Dungey was promoted to programming head of ABC last year after six years of leading drama development for the network. In that role and in her new position, she developed four of the five Rhimes-produced dramas set to air on ABC this season: “Scandal,” “How to Get Away With Murder,” “The Catch,” and a still-untitled forthcoming drama based on “Romeo and Juliet.”
In addition to those series, ABC also has Rhimes’ “Grey’s Anatomy,” currently in its 13th season and the network’s highest rated drama. According to Dungey, there is no cap on how many shows Rhimes could potentially have on the network.
“I will take as many things as Shonda will give me,” Dungey said. But the network may in the future place less emphasis on the Thursday-night “TGIT” programming block that has clustered “Grey’s,” “Scandal,” and “Murder” on one evening. That strategy originated two seasons ago under Dungey’s predecessor Paul Lee as a way to counterprogram against “Thursday Night Football” with female-friendly dramas. But it was less successful last season, as “Scandal” ratings began to lag and critics raised concerns about the creative quality of the show.
“The truth of the matter is we’ve kind of been spinning things mostly around Thursday,” Dungey said. “There certainly is an opportunity for us to pepper them throughout the schedule.”
Rhimes also has two more projects in development at ABC: a legal drama and a comedy from writer Liz Tuccillo.
Dungey has sought to broaden the creative scope of the network’s drama offerings, which under Lee tended to skew heavily female.

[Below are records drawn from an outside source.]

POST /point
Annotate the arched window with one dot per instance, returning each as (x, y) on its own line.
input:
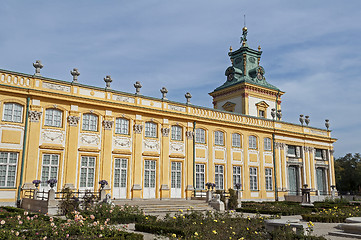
(122, 126)
(13, 112)
(236, 140)
(150, 129)
(252, 142)
(90, 122)
(267, 144)
(176, 133)
(200, 135)
(53, 117)
(218, 138)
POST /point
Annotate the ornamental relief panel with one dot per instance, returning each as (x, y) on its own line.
(52, 136)
(89, 139)
(151, 145)
(122, 142)
(177, 147)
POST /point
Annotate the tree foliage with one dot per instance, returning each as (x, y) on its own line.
(348, 173)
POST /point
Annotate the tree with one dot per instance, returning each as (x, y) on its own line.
(348, 173)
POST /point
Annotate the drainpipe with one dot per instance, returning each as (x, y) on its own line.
(274, 152)
(24, 148)
(194, 157)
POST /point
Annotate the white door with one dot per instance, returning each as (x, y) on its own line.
(149, 179)
(120, 178)
(176, 180)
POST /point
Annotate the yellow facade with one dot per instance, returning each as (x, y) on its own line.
(144, 159)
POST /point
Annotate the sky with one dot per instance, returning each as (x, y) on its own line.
(311, 50)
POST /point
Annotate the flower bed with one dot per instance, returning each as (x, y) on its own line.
(16, 223)
(274, 208)
(333, 215)
(193, 225)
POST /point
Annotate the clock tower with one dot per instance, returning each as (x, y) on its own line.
(246, 90)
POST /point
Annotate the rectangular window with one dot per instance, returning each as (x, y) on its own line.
(150, 129)
(218, 138)
(318, 154)
(200, 135)
(176, 133)
(252, 142)
(8, 164)
(261, 113)
(49, 168)
(87, 172)
(53, 117)
(122, 126)
(236, 140)
(253, 181)
(120, 172)
(268, 174)
(291, 151)
(200, 176)
(267, 144)
(219, 176)
(236, 176)
(90, 122)
(12, 112)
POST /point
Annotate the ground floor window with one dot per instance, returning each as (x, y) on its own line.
(49, 168)
(8, 163)
(268, 174)
(87, 172)
(253, 185)
(236, 176)
(219, 176)
(200, 176)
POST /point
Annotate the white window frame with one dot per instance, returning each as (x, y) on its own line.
(120, 172)
(269, 179)
(150, 129)
(176, 133)
(291, 154)
(200, 176)
(13, 112)
(88, 170)
(236, 140)
(219, 138)
(8, 169)
(51, 166)
(267, 144)
(219, 176)
(318, 157)
(252, 142)
(90, 122)
(253, 179)
(200, 135)
(53, 117)
(122, 126)
(237, 176)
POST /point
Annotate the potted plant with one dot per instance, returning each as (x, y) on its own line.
(52, 182)
(36, 183)
(103, 183)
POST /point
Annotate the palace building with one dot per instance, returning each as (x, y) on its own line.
(155, 148)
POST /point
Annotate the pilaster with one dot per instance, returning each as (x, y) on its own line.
(164, 161)
(138, 159)
(106, 164)
(71, 149)
(32, 156)
(188, 168)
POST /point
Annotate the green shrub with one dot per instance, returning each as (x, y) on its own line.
(233, 201)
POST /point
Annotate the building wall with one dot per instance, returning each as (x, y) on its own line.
(70, 142)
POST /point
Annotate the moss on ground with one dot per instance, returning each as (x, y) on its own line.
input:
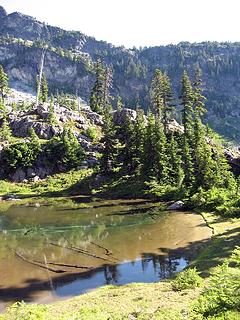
(144, 301)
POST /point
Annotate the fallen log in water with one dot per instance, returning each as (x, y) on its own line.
(81, 251)
(108, 252)
(36, 263)
(68, 265)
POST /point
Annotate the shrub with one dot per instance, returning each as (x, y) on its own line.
(91, 132)
(187, 279)
(22, 154)
(65, 150)
(222, 293)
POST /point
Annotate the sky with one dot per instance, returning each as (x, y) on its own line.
(139, 22)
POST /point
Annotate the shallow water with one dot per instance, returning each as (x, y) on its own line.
(49, 253)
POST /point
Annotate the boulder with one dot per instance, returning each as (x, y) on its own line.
(120, 116)
(93, 117)
(18, 176)
(36, 179)
(21, 126)
(176, 205)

Among ABC’s fall freshman dramas this season, female-leaning “Notorious” and “Conviction” floundered in the ratings, while the more balanced “Designated Survivor” has been a solid performer, particularly in delayed viewing.
“When I first stepped into this role and did my first upfront, one of the goals that I set out was to bring more men into the tent,” Dungey said. “I felt as through we had gotten to a place where we were very heavily skewing [female] not so much in terms of the audience per se, but in terms of some of the content.” The appeal that “Designated Survivor” has shown among male and female audiences, she added, has been a positive for the network. “So I think we’re going to continue to look for shows in that vein.” In November, ABC announced that it had ordered a new superhero series, “Inhumans,” from Disney sibling Marvel Entertainment.

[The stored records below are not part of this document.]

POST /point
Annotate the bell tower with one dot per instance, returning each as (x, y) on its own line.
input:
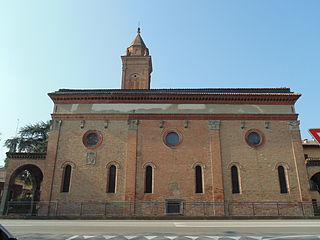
(136, 65)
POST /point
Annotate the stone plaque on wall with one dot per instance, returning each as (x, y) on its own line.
(91, 158)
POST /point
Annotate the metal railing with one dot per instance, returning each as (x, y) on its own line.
(158, 209)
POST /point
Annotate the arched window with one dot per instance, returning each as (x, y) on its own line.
(199, 188)
(282, 180)
(66, 179)
(315, 182)
(235, 180)
(148, 182)
(112, 179)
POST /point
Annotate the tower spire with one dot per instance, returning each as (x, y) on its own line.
(136, 65)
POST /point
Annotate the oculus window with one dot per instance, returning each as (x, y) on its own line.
(172, 139)
(92, 139)
(254, 138)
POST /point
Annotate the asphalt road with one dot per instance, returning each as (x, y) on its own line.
(162, 229)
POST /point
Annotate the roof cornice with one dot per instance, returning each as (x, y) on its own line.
(178, 96)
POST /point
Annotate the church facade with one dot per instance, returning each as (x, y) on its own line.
(233, 151)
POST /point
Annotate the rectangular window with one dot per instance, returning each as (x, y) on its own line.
(174, 207)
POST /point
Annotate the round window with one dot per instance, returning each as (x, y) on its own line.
(172, 139)
(92, 139)
(254, 139)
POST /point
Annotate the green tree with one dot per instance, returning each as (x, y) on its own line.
(31, 138)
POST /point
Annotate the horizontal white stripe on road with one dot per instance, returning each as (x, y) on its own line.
(247, 224)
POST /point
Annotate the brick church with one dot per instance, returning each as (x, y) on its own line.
(154, 152)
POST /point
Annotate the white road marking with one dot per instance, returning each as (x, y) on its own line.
(171, 237)
(213, 237)
(130, 237)
(245, 224)
(192, 237)
(291, 236)
(109, 236)
(17, 225)
(73, 237)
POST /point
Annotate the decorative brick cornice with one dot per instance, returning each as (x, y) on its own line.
(310, 162)
(92, 116)
(26, 155)
(230, 96)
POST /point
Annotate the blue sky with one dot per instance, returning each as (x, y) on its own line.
(47, 45)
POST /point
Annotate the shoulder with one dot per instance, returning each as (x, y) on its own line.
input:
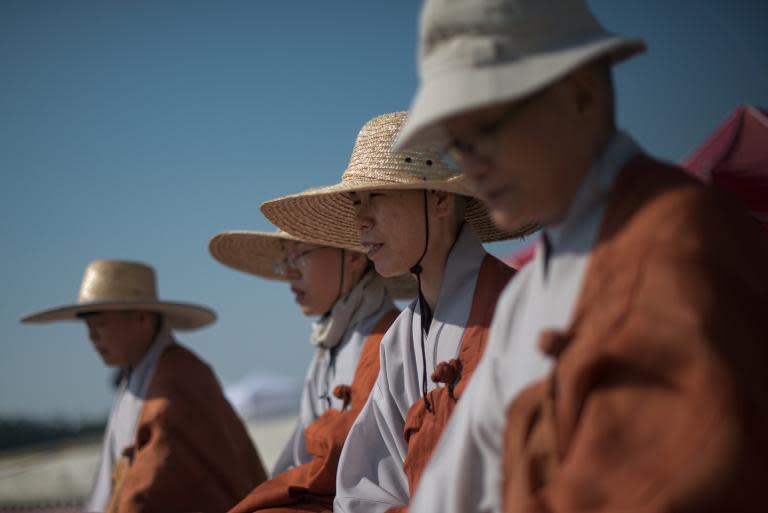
(653, 203)
(183, 380)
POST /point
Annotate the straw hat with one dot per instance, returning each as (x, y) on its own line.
(326, 213)
(476, 53)
(257, 252)
(111, 285)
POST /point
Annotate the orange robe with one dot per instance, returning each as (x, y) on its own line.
(191, 451)
(423, 427)
(658, 397)
(312, 486)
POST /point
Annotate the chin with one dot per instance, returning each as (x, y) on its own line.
(388, 271)
(506, 220)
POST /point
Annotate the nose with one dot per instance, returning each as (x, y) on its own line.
(363, 218)
(475, 169)
(93, 335)
(292, 273)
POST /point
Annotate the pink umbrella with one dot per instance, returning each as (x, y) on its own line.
(735, 157)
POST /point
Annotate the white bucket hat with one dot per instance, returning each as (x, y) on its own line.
(257, 253)
(111, 285)
(476, 53)
(325, 215)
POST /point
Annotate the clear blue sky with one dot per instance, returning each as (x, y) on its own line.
(139, 129)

Dungey also points to the network’s past as an indicator of what it might look like in the future. She has emphasized to her drama development team her desire to seek out shows that are “a little lighter, brighter, more hopeful,” she said.

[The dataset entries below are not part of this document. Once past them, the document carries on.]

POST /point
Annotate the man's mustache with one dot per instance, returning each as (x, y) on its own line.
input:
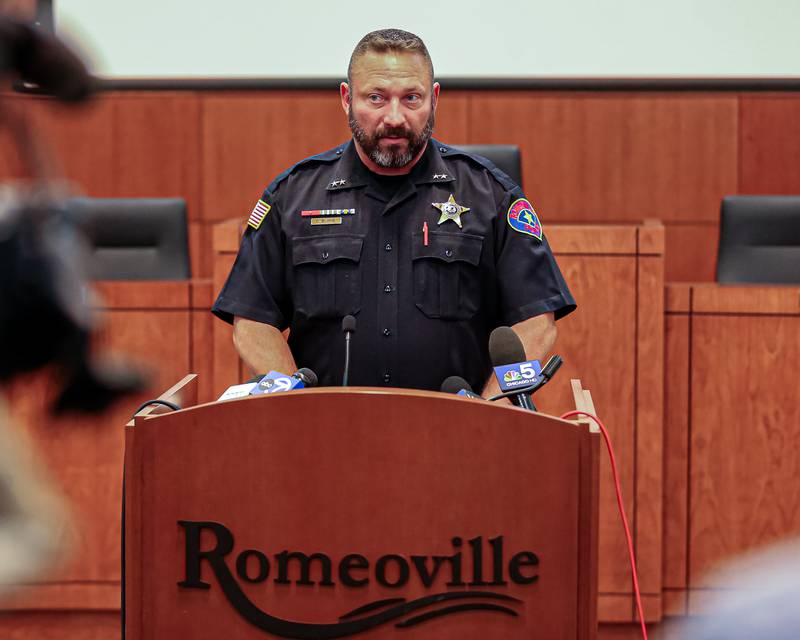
(393, 132)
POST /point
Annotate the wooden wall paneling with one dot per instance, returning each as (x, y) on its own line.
(81, 141)
(745, 439)
(691, 254)
(452, 117)
(200, 258)
(762, 299)
(250, 138)
(617, 156)
(594, 280)
(676, 449)
(649, 434)
(157, 147)
(770, 147)
(625, 631)
(60, 625)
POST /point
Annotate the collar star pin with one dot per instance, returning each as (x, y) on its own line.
(451, 210)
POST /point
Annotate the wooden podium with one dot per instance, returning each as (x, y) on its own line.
(328, 513)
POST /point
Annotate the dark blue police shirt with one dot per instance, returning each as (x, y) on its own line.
(424, 311)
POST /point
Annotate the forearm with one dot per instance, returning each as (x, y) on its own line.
(262, 347)
(538, 335)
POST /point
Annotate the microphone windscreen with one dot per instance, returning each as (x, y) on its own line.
(44, 60)
(454, 384)
(308, 377)
(505, 347)
(348, 324)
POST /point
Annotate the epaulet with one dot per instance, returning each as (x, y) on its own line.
(326, 156)
(498, 174)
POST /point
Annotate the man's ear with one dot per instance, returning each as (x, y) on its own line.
(344, 92)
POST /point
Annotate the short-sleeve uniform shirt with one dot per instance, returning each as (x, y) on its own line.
(427, 272)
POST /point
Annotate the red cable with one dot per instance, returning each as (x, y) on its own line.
(618, 490)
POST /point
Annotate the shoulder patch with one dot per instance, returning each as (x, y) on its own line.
(498, 174)
(325, 157)
(258, 214)
(522, 218)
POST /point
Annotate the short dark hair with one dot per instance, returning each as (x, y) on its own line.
(385, 40)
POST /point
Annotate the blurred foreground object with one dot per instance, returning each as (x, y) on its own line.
(42, 62)
(760, 600)
(46, 308)
(32, 517)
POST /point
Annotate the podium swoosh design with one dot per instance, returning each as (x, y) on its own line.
(350, 623)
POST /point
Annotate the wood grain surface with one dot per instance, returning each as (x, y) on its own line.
(745, 439)
(770, 144)
(397, 457)
(617, 156)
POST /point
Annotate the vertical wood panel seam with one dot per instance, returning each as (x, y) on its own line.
(200, 124)
(636, 353)
(739, 145)
(689, 449)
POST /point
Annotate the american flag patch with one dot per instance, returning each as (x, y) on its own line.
(258, 214)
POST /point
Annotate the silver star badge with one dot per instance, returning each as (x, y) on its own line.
(451, 210)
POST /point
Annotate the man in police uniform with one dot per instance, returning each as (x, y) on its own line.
(428, 247)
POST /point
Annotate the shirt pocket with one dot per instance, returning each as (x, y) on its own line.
(327, 275)
(447, 281)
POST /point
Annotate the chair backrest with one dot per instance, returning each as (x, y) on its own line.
(759, 240)
(134, 238)
(505, 156)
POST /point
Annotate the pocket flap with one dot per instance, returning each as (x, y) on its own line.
(449, 247)
(325, 249)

“I think that that’s again a space that broadcast can occupy differently than cable or streamers,” she said. “There was a point I felt like everyone was heading in that direction of ‘How can we be darker than ‘Breaking Bad’?’ While I think certainly there is a place for darker shows on our air, I look at things like ‘Desperate Housewives’ and ‘Ugly Betty’ and ‘Brothers and Sisters,’ and would love to bring a little bit more of that tone back to our air as well.”